A U.S. drone strike in Pakistan's restive
north-western tribal region killed at least four suspected militants
early Wednesday, state-run media reported.
The unmanned aircraft fired a missile at a house in Chashma village close to Miranshah, the main town of North Waziristan tribal district bordering Afghanistan, Radio Pakistan said online.
Independent confirmation of numbers and identities of casualties were not immediately possible because the tribal territory is largely off-limits to journalists.
North Waziristan is described as a safe haven for al-Qaeda and Taliban-linked insurgents, who are blamed for carrying out deadly attacks on Western interests in Afghanistan.
Wednesday's drone strike was the first since the May 11 general elections, in which the party of former prime minister Nawaz Sharif emerged as a winner.
It also comes days after US President Barack Obama outlined his administration's strategy about the drone attacks, which are strongly opposed by Pakistan as a violation of its sovereignty.

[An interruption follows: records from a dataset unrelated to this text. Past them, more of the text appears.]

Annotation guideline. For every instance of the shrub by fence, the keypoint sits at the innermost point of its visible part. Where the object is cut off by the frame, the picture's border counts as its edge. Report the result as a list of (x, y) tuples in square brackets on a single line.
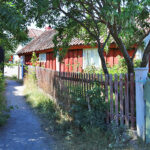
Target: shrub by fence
[(119, 91)]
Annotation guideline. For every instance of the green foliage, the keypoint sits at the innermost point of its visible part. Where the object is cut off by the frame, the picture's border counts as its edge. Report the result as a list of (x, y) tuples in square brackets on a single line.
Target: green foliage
[(89, 110), (119, 68), (12, 26), (84, 126), (91, 21), (34, 59)]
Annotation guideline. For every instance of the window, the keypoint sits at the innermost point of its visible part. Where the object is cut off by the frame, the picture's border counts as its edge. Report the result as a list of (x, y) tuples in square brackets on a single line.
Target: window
[(42, 57), (91, 57)]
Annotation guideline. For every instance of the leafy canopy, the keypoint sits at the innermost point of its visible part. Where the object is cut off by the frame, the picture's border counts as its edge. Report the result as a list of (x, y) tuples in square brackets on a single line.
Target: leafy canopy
[(12, 25)]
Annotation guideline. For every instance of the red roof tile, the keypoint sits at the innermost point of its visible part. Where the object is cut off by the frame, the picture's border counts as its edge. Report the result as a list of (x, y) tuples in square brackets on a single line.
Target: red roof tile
[(45, 41)]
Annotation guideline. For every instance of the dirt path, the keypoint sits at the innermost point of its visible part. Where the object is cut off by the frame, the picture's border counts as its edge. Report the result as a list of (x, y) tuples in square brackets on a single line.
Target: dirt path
[(23, 130)]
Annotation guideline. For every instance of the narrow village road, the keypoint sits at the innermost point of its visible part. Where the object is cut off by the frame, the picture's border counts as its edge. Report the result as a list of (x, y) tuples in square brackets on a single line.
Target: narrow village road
[(23, 130)]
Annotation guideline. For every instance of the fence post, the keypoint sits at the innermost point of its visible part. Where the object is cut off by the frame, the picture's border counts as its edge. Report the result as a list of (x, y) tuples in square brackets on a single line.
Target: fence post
[(140, 79)]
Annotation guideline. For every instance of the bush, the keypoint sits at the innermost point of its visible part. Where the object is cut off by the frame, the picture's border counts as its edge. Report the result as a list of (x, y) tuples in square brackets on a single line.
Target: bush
[(89, 110), (119, 68)]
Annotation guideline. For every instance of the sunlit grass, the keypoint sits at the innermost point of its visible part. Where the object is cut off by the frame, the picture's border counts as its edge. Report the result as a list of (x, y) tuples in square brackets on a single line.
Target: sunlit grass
[(59, 124)]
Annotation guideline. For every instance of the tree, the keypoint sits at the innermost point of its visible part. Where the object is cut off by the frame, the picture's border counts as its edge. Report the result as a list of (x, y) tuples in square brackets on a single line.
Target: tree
[(12, 27), (127, 21)]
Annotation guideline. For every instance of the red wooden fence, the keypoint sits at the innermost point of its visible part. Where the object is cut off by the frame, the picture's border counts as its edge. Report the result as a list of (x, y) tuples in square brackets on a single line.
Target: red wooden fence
[(119, 91)]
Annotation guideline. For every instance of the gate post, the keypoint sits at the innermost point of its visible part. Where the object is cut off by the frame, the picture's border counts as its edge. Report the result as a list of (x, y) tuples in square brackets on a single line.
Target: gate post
[(140, 79)]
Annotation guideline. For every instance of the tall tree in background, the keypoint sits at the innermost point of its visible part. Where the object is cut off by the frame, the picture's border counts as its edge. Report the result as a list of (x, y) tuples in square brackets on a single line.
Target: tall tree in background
[(127, 21), (12, 28)]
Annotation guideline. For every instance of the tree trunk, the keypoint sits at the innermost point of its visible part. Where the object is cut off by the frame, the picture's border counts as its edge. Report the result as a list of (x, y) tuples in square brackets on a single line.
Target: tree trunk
[(101, 54), (123, 49), (2, 60), (145, 57)]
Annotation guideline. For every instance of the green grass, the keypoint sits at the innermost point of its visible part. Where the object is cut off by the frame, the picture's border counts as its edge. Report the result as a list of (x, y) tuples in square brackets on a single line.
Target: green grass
[(67, 136)]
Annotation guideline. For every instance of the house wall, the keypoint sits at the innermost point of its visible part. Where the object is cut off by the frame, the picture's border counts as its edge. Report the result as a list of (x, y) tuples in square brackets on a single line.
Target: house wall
[(50, 61), (28, 59)]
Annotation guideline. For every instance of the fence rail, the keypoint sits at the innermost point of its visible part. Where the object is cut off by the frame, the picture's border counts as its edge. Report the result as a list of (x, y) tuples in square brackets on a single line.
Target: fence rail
[(119, 91)]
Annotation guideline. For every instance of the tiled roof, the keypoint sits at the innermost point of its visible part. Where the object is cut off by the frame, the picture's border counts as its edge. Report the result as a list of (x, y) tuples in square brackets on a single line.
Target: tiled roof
[(45, 41), (33, 33)]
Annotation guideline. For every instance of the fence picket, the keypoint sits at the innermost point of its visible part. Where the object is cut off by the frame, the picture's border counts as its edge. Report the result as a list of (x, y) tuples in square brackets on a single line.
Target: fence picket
[(121, 99), (122, 93), (106, 95), (116, 98), (132, 103), (111, 97), (126, 100)]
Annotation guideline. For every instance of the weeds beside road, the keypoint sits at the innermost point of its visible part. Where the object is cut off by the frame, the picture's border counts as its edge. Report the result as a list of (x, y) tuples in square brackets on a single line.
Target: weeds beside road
[(62, 126)]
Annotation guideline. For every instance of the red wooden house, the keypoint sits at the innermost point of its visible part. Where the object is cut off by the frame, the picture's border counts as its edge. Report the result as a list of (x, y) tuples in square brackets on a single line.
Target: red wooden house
[(78, 57)]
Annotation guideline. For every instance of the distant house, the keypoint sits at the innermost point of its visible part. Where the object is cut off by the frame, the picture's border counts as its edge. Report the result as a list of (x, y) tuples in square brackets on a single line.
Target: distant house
[(78, 57), (32, 34)]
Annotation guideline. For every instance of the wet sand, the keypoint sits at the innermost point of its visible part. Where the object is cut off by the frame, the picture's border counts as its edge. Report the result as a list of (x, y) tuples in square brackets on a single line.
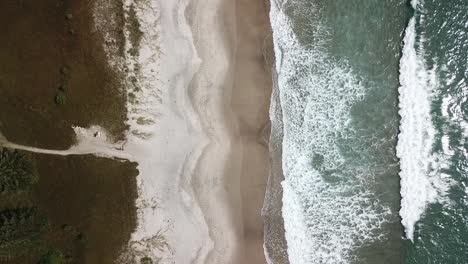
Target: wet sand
[(203, 155)]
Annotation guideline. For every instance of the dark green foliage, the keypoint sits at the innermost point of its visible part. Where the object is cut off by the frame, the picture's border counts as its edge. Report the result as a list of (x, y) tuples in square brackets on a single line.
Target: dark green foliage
[(20, 229), (146, 260), (53, 257), (16, 172), (60, 98)]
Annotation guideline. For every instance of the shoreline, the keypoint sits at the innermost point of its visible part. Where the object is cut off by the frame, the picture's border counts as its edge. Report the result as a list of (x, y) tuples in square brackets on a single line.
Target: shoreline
[(216, 101)]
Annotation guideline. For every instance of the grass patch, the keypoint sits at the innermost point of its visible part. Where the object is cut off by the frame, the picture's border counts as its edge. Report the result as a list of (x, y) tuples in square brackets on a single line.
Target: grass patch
[(16, 172)]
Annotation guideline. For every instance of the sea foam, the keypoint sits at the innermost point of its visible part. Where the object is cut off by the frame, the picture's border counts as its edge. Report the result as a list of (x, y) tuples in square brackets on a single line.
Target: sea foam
[(327, 208), (421, 180)]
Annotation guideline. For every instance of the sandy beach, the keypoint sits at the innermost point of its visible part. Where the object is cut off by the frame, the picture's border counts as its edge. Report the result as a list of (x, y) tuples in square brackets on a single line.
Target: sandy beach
[(213, 90), (198, 93)]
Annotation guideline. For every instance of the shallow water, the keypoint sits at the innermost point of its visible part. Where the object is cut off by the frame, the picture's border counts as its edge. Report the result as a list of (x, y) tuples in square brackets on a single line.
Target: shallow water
[(341, 188)]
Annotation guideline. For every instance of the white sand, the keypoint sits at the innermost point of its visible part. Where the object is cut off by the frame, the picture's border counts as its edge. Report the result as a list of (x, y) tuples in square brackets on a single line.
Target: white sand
[(198, 131)]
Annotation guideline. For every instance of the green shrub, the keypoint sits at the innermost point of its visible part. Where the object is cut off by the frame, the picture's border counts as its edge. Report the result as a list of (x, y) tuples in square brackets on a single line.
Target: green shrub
[(146, 260), (20, 229), (52, 257), (16, 172), (61, 98)]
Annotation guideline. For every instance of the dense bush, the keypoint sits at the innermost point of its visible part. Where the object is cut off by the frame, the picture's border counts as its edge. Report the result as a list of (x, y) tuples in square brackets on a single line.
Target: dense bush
[(16, 172), (53, 257), (20, 229)]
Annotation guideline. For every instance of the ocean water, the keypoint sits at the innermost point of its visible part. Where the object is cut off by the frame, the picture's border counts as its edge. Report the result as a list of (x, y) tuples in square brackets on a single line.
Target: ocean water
[(373, 95), (436, 213)]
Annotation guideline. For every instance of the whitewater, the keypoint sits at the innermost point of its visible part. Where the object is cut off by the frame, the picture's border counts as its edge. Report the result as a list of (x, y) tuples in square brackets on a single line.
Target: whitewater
[(329, 207), (422, 182)]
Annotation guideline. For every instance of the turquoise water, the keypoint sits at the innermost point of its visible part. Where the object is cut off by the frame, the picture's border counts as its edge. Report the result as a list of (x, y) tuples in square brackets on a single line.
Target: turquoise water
[(441, 235), (374, 113)]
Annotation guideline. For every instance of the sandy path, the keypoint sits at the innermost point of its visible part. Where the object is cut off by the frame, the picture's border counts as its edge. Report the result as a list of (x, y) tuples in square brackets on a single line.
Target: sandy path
[(231, 91), (203, 169)]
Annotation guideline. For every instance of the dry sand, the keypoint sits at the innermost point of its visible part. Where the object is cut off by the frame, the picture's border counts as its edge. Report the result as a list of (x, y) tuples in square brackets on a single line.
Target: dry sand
[(202, 150)]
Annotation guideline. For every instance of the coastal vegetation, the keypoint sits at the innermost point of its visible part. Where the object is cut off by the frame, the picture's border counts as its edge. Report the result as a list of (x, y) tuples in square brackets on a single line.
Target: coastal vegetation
[(20, 229), (16, 172)]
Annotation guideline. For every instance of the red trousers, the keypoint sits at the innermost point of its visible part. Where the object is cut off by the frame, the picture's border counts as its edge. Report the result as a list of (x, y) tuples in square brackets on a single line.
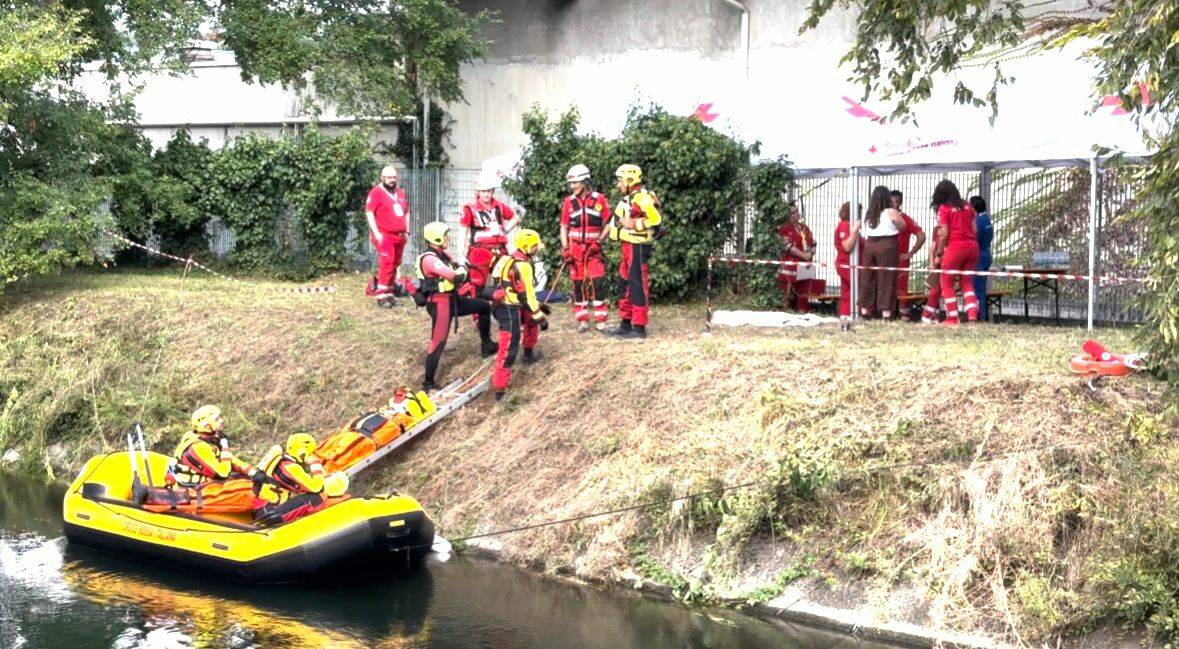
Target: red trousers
[(388, 257), (960, 257), (515, 326), (634, 283), (844, 292), (801, 289), (587, 271)]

Ben Emmerson, UN special rapporteur on human rights and counterterrorism, earlier this year said at least 330 drone strikes inside Pakistan since 2004 killed at least 2,200 people, citing statistics compiled by Pakistan's Foreign Ministry.
Pakistan also informed Emmerson that the government had been able to confirm deaths of at least 400 civilians and a further 200 people regarded as probable non-combatants.
Meanwhile, a motorcycle bomb went off near a Shitte mosque in Pakistan's main north-western town of Peshawar Tuesday night, killing at least two people and injuring 18 others, a senior police officer Khalid Hamdani said Wednesday.
Shiites make up around 20 per cent of the majority Sunni Muslim country. Most members of the two sects live in harmony, but extremist groups off and on struck each other's targets.